Plot Summary:An Arabian prince falls in with a group of downtrodden rebels and faces the wrath of an unsympathetic sultan whose wife he is also romancing.
Ivan Mosjoukine plays a heroic soldier to the despotic Caliph who becomes disillusioned with his treatment of the slaves in his kingdom and fights to free them.
Similar to plot lines in previous Wolkof-Mosjoukine collaborations the difference with this film is that it was produced in 1932 and therefore has synchronised dialogue, something of a challenge to the film-makers since Mosjoukine, one of the biggest silent stars, spoke very little French and even when learning lines phonetically had a marked Russian accent.
In Sergent X this issue was elided by casting him as an immigrant, learning the language as the picture progressed. However, whilst this worked well as a one off, it couldn't be done on every film.
So in his second talkie Mosjoukine's character appears as a somewhat exotic outsider, a man of action and few words. During his initial escape from the Caliph, he dives off a cliff into the sea and is rescued by a young fisherman, who becomes his compatriot – and gets to do some of Mosjoukine's talking for him. The court of the Caliph also gets a great deal of the dialogue and there's a surprising musical number midway through the action. Interestingly Mosjoukine's real life wife Nathalie Lissenko appears as his love interest in this, and like her husband speaks relatively little.
The film plays like an old fashioned English pantomime, with exaggerated villains and fawning underlings very much in the Chu Chin Chow mould.
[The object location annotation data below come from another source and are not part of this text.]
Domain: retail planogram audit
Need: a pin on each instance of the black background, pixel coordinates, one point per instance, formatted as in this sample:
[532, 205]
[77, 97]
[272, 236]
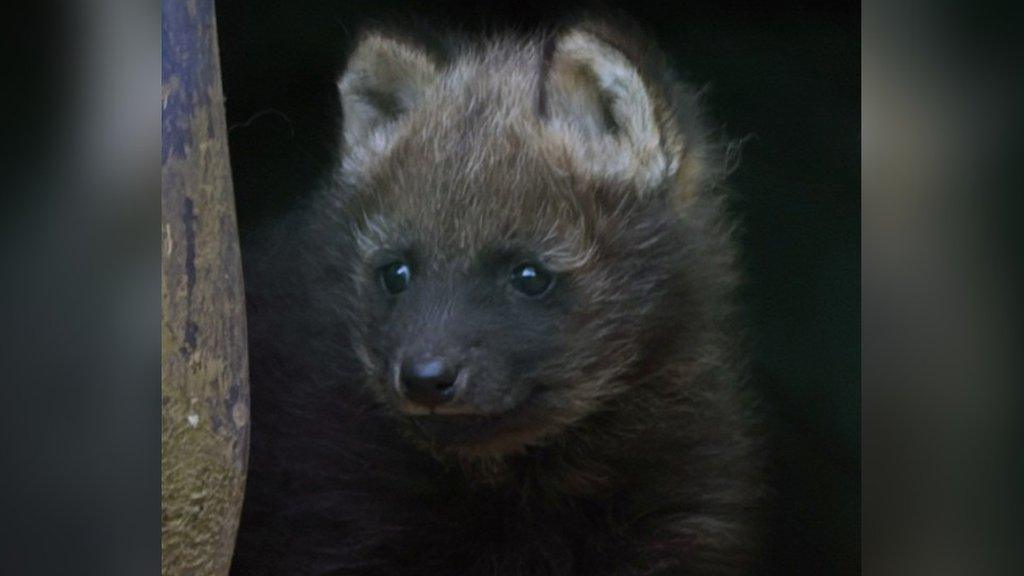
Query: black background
[786, 77]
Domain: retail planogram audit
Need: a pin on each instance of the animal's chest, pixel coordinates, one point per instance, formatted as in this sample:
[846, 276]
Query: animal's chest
[492, 533]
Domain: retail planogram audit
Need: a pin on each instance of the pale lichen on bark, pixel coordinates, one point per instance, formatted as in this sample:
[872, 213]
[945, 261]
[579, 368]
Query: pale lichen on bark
[205, 394]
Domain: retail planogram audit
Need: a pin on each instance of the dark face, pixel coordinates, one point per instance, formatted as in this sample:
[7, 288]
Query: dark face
[494, 313]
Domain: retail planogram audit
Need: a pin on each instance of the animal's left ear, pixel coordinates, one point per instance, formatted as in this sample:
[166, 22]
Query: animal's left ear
[599, 107]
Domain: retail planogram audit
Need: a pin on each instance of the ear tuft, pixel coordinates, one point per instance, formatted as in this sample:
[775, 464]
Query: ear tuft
[599, 106]
[384, 79]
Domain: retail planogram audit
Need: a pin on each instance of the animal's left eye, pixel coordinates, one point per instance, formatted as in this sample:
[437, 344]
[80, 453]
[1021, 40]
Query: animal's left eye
[530, 279]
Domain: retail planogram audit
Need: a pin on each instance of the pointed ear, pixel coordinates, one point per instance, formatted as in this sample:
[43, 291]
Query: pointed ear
[385, 78]
[599, 106]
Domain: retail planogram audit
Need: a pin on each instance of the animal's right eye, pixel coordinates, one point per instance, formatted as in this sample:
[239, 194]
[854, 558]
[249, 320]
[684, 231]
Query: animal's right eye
[395, 277]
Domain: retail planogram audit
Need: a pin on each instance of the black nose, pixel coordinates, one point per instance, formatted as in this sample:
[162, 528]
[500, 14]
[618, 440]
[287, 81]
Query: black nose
[427, 380]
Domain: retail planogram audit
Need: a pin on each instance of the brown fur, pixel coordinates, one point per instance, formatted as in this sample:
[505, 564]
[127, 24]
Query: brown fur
[626, 436]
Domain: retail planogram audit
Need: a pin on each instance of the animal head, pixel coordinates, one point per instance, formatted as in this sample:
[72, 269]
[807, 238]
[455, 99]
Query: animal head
[518, 211]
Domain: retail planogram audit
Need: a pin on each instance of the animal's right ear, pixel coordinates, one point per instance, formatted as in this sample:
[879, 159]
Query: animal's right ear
[385, 78]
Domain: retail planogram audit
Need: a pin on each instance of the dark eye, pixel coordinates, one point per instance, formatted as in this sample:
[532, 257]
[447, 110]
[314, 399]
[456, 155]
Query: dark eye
[395, 277]
[530, 279]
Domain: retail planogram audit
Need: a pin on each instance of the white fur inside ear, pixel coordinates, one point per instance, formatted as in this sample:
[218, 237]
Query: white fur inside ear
[601, 111]
[383, 81]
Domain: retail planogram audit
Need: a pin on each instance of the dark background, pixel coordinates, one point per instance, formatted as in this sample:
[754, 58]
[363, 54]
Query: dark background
[784, 76]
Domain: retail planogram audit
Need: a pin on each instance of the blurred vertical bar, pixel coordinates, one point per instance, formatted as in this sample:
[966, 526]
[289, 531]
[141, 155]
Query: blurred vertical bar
[205, 388]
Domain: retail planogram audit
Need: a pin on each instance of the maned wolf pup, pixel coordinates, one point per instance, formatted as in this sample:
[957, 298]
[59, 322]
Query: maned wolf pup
[502, 340]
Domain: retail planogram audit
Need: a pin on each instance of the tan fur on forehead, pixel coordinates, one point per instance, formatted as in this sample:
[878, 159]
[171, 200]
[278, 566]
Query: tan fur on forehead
[590, 111]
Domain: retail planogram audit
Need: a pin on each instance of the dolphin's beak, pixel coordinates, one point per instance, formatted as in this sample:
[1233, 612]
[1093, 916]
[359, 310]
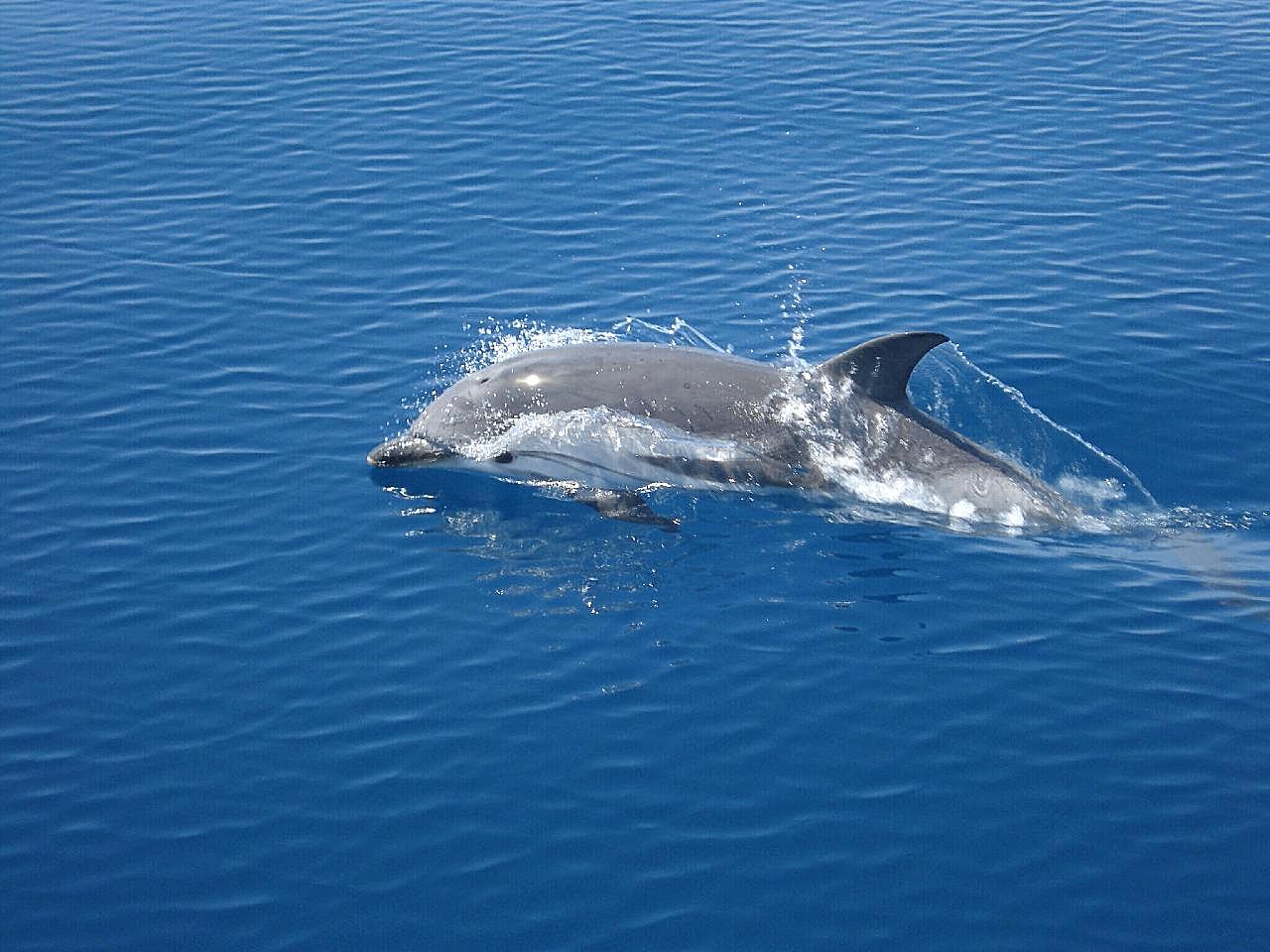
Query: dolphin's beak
[405, 451]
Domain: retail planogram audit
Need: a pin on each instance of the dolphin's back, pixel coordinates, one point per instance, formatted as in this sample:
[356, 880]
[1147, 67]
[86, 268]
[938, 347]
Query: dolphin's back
[697, 391]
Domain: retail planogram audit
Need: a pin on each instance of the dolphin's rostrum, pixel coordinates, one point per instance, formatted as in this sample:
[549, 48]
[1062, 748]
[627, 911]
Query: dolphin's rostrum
[844, 425]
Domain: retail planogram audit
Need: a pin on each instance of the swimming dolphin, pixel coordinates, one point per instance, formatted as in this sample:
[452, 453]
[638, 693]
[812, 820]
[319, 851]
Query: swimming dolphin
[707, 417]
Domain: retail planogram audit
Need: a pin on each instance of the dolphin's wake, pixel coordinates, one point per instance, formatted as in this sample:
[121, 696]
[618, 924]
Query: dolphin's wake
[966, 452]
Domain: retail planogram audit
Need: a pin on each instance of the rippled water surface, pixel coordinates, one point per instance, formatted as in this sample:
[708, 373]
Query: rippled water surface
[254, 697]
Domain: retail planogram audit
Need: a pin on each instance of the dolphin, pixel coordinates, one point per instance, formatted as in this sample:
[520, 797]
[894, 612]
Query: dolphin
[690, 416]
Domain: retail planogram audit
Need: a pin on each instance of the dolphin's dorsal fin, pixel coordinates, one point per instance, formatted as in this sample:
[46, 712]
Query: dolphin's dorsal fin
[880, 368]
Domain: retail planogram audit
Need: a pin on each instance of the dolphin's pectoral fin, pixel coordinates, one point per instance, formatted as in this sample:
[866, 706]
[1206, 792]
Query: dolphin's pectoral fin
[880, 368]
[625, 506]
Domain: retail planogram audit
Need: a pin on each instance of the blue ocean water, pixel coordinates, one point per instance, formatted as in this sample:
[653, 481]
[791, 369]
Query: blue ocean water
[253, 698]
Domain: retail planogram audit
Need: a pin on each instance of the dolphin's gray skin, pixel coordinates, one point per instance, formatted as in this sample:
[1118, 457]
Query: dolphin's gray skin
[860, 395]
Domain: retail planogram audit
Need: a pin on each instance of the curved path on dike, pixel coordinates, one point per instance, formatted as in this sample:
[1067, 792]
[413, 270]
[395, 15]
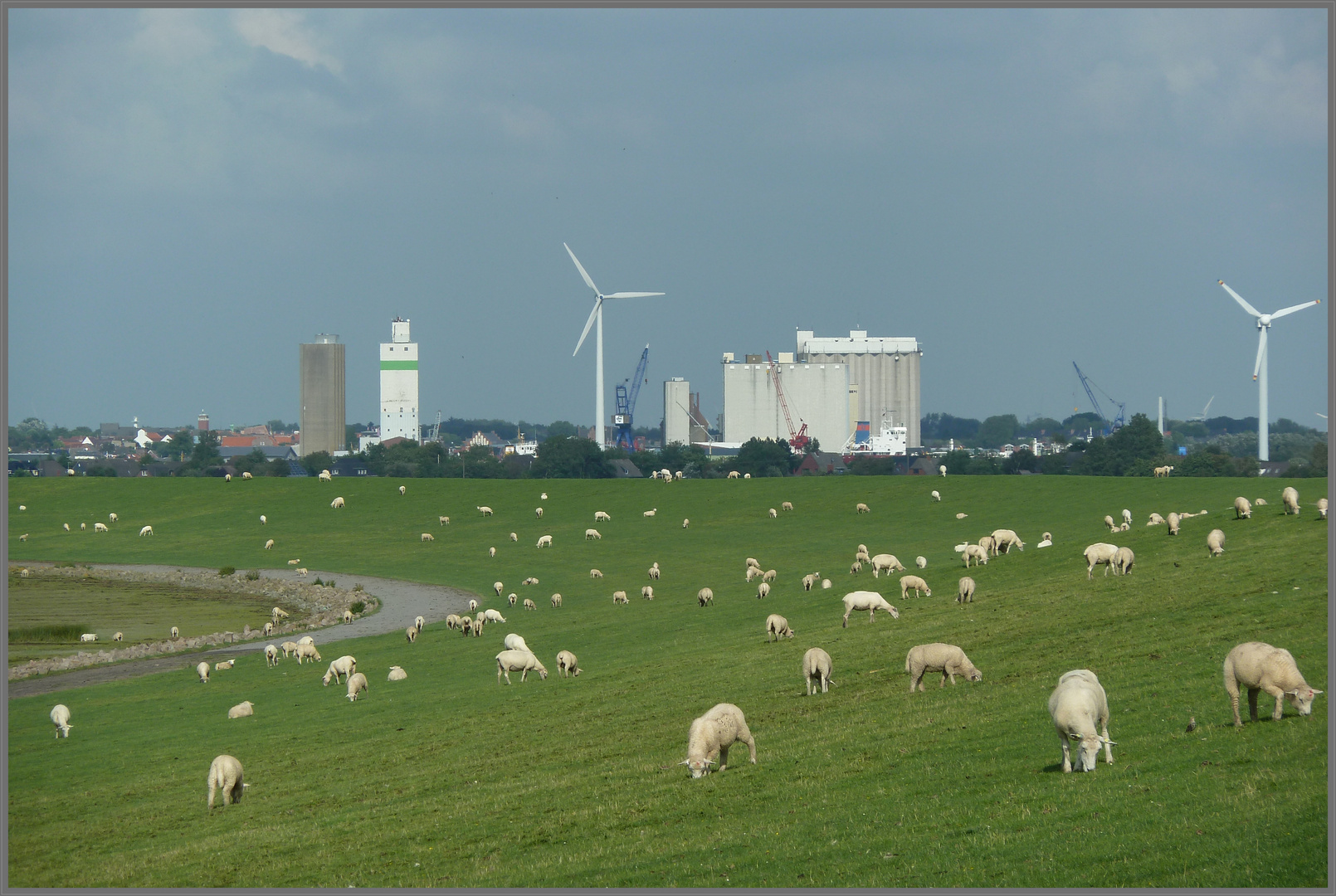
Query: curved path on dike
[401, 604]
It's pleasant, expensive, occasionally exciting, with dazzling bejewelled costumes by Boris Blintsky and must've seemed completely irrelevant in a period when Renoir, Clare, and Pagnol were rapidly approaching their best work.
Mosjoukine, is still very effective in his scenes, and particularly so in a climactic duel to the death with the Caliph. When he does speak, his voice is resonant and authoritative. However since there's so much for the film to show – with a musical number, scenes of slave auctions and villainous plotting from the Caliph, Mosjoukine is quite often off screen.